6 5年前の創業以来、一貫してジルコニウム化合物の可能性を追求してきたのが大阪の第一稀元素化学工業(4082)だ。電子材料、耐火物、ブレーキ、酸素センサーなどに対し、それぞれに合ったジルコニウム素材を開発。ニッチ分野に特化した強みを生かして事業を展開している。
第一稀元素化学工業-井上 剛

井上 剛(いのうえ つよし)

社長

1960年5月生まれ、大阪府出身。8 6年神戸大学大学院修了後、住友電気工業入社。2000年、第一稀元素化学工業に入社。07年取締役設備部長、10年3月、専務取締役などを経て、同年6月、代表取締役社長に就任。20年代表取締役社長執行役員(現任)。

原料から一貫生産
カスタマイズに強み

第一稀元素化学工業は、無機化合物の製造・販売を行う素材メーカー。主力はジルコニウム化合物だ。
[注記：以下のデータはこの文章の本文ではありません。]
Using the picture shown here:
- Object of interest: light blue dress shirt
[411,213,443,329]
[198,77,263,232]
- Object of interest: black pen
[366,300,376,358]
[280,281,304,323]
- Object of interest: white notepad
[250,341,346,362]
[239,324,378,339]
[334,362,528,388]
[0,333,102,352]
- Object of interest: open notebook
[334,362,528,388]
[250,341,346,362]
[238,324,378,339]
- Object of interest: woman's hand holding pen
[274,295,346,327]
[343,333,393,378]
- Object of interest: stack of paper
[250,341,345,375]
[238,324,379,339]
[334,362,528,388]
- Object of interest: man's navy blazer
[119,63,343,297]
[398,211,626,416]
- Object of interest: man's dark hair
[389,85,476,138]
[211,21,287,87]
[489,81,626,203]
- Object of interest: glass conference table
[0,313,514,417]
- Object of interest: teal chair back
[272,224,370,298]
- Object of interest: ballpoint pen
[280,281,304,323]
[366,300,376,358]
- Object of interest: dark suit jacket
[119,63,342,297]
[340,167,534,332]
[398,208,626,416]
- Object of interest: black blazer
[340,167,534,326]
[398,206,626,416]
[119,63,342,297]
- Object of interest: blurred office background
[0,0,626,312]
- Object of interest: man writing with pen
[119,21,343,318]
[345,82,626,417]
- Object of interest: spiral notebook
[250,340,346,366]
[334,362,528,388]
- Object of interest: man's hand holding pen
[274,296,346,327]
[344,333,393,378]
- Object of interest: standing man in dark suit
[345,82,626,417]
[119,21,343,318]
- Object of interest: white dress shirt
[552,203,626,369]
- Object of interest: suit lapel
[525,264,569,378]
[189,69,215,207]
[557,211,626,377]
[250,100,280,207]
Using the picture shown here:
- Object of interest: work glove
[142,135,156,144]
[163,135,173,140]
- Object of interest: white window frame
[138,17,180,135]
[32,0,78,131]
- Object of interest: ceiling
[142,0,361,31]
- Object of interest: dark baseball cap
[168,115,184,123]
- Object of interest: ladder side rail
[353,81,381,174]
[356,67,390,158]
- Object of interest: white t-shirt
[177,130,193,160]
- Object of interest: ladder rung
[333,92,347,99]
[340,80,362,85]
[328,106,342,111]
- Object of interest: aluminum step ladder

ジルコニウムとは118ある元素のひとつで、レアメタルの一種。熱や腐食に強いほか、化合物になると結晶構造などにより多種多様な機能や特性を発揮する。代表的なのがイオン伝導性だ。酸素イオンを通すこの特性は、同社によればセラミックス素材の中でも極めて珍しいジルコニウム固有の特長。現状では、燃料電池の心臓部である電解質の原料などに活かされている。

同社が創業した1956年当時、ジルコニウムは機能性素材としての認知度は低かった。しかし、原子力発電でウランなどの燃料を収納する筒にジルコニウムが使われていることに着目した創業者が、その可能性に賭ける形で起業。国内に顧客がほぼ皆無だった中、「ジルコニウム一本ということで、なかなか『勇気のある創業』だった」(井上剛社長)というが、以降は業界のトップランナーとして、その機能性の追求と用途開発を行ってきた。

同社の特長は、鉱石、中間原料、一次製品に至るまで、一貫した生産技術を保有している点だ。また、ジルコニウム化合物の粉末を用途に合わせて各分野に供給。顧客の要望に応じた微細なカスタマイズを施し製品化してゆくビジネスモデルで、多品種・少量生産で対応を行う点は大きな強みとなっている。

同社は、小回りを利かせた商品開発などにより多数の企業との取引を積み重ね、今では世界シェア40%(同社推定)となるまでに至ったという。昨年は、経済産業省認定2020年版「グローバルニッチトップ企業100選」にも選定された。